I believe 2.3.4 had just some security & other patches. I wouldn't change now just because of the version.


----------



## JAS_21

android-incredible said:


> I have a question, my incredible2 have the 2.3.3 version and im running SkyRider Zews Preview 1.1, the question it is good to upgrade to 2.3.4? what is the difference between 2.3.3 and 2.3.4? If the answer is yes where could I find the stock 2.3.4 PG32IMG.zip..If I update to 2.3.4 could i run again the SkyRider Rom?..thanks...........


If you are rooted, you don't need to update. There are ROMS that are based on different Android build numbers. Some ROMS are 2.3.3 others are 2.3.4. AOSP ROMS like CM7 are on 2.3.7. If you want to try the update, flash RMK's official ROM or Nitsuj's gingerbang. Both of those are straight from the Verizon update for our phone.

http://rootzwiki.com/showthread.php?2987-ROM.KERNEL-9.27.11-sense2.1-TSM-GingerBangSense-2.0.1-*update-to-2.3.4


----------



## android-incredible

thanks for the coments guys..


----------



## android-incredible

JAS_21 said:


> If you are rooted, you don't need to update. There are ROMS that are based on different Android build numbers. Some ROMS are 2.3.3 others are 2.3.4. AOSP ROMS like CM7 are on 2.3.7. If you want to try the update, flash RMK's official ROM or Nitsuj's gingerbang. Both of those are straight from the Verizon update for our phone.
> 
> http://rootzwiki.com/showthread.php?2987-ROM.KERNEL-9.27.11-sense2.1-TSM-GingerBangSense-2.0.1-*update-to-2.3.4


im dowloading GingerBangSence-2.0.1 but there are another sense 3 patch for rom version 2.0,and patches mods. I dont know if after the GingerBangSense-2.0.1 i have to something else.I'm asking a lot because mi english is not good and i dont understand everything.Thanks...


----------



## JAS_21

android-incredible said:


> im dowloading GingerBangSence-2.0.1 but there are another sense 3 patch for rom version 2.0,and patches mods. I dont know if after the GingerBangSense-2.0.1 i have to something else.I'm asking a lot because mi english is not good and i dont understand everything.Thanks...

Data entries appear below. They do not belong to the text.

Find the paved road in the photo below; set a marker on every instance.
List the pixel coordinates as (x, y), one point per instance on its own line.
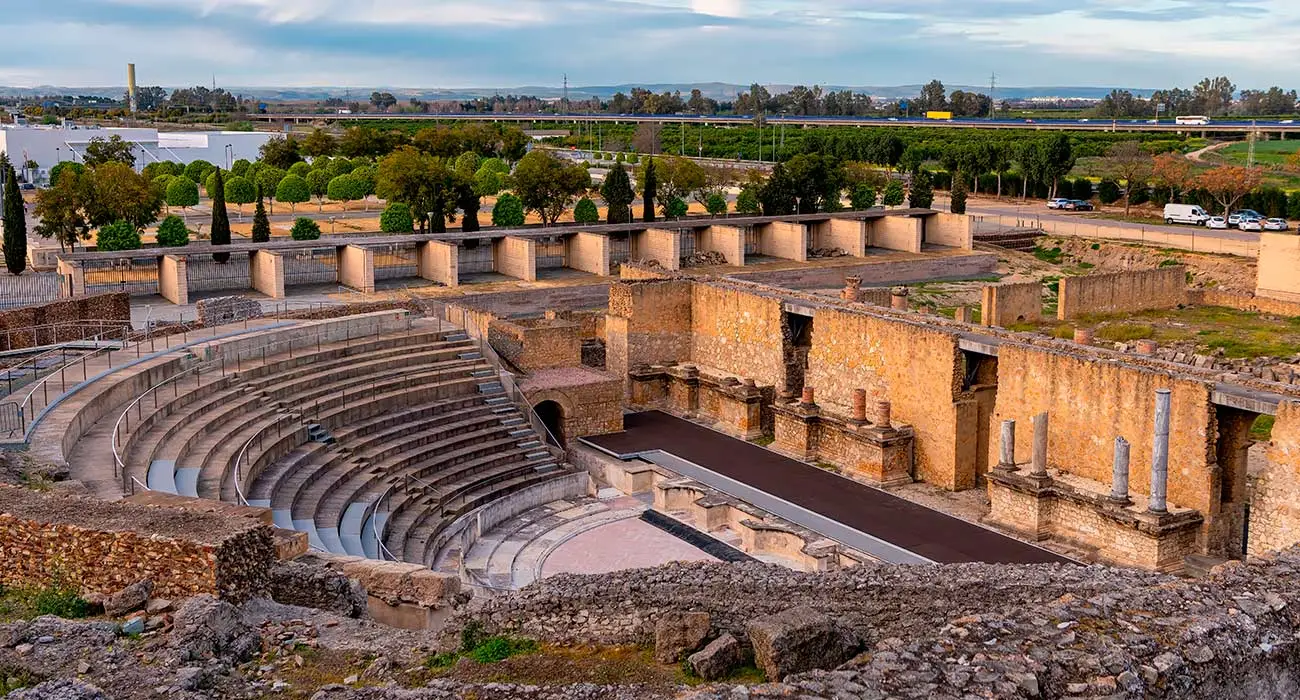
(915, 528)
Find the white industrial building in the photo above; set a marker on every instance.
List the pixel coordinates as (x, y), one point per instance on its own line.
(52, 145)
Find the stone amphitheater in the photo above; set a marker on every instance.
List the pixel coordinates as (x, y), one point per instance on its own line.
(776, 479)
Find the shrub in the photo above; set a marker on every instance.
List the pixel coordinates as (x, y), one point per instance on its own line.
(585, 211)
(173, 232)
(118, 236)
(397, 219)
(304, 229)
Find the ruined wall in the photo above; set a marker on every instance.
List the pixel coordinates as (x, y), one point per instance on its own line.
(737, 332)
(16, 324)
(1091, 402)
(649, 322)
(1006, 305)
(102, 547)
(911, 366)
(1275, 505)
(1118, 292)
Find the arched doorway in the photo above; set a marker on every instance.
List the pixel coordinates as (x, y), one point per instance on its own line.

You don't have to apply the patch. The patch will install some fearures that are newer from HTC.


----------



## android-incredible

JAS_21 said:


> You don't have to apply the patch. The patch will install some fearures that are newer from HTC.


ok,thanks,im running tsm_gingerbangsense_2 with version 2.3.4,the only different is the skyrider had one scenes that this one don't have,there was one that you can add some pictures or wall papers.if you know where could i find that scenes i will appreciate.thanks....


----------



## JAS_21

I'm not sure on the scenes. I don't normally use HTC Sense, and if I do I install a home replacement like ADW Launcher EX. Maybe someone else can answer.


----------



## android-incredible

JAS_21 said:


> I'm not sure on the scenes. I don't normally use HTC Sense, and if I do I install a home replacement like ADW Launcher EX. Maybe someone else can answer.


Ok. Thanks....


----------



## android-incredible

To all people that has the incredible 2 rooted with any rom with version 2.3.3 i recomend to use this rom, is very stable the battery live fabulous,i know many people knows the procedure but this is for those who dont know or remember.first do a nandroid backup,second download this rom and move the rom to the rooted sd card,wipe data and dalvik,and then install the rom. now you have a new rom with 2.3.4 version.enjoy....another thing if you want wireless tether app you will to download from the market,the the my verizon app.


----------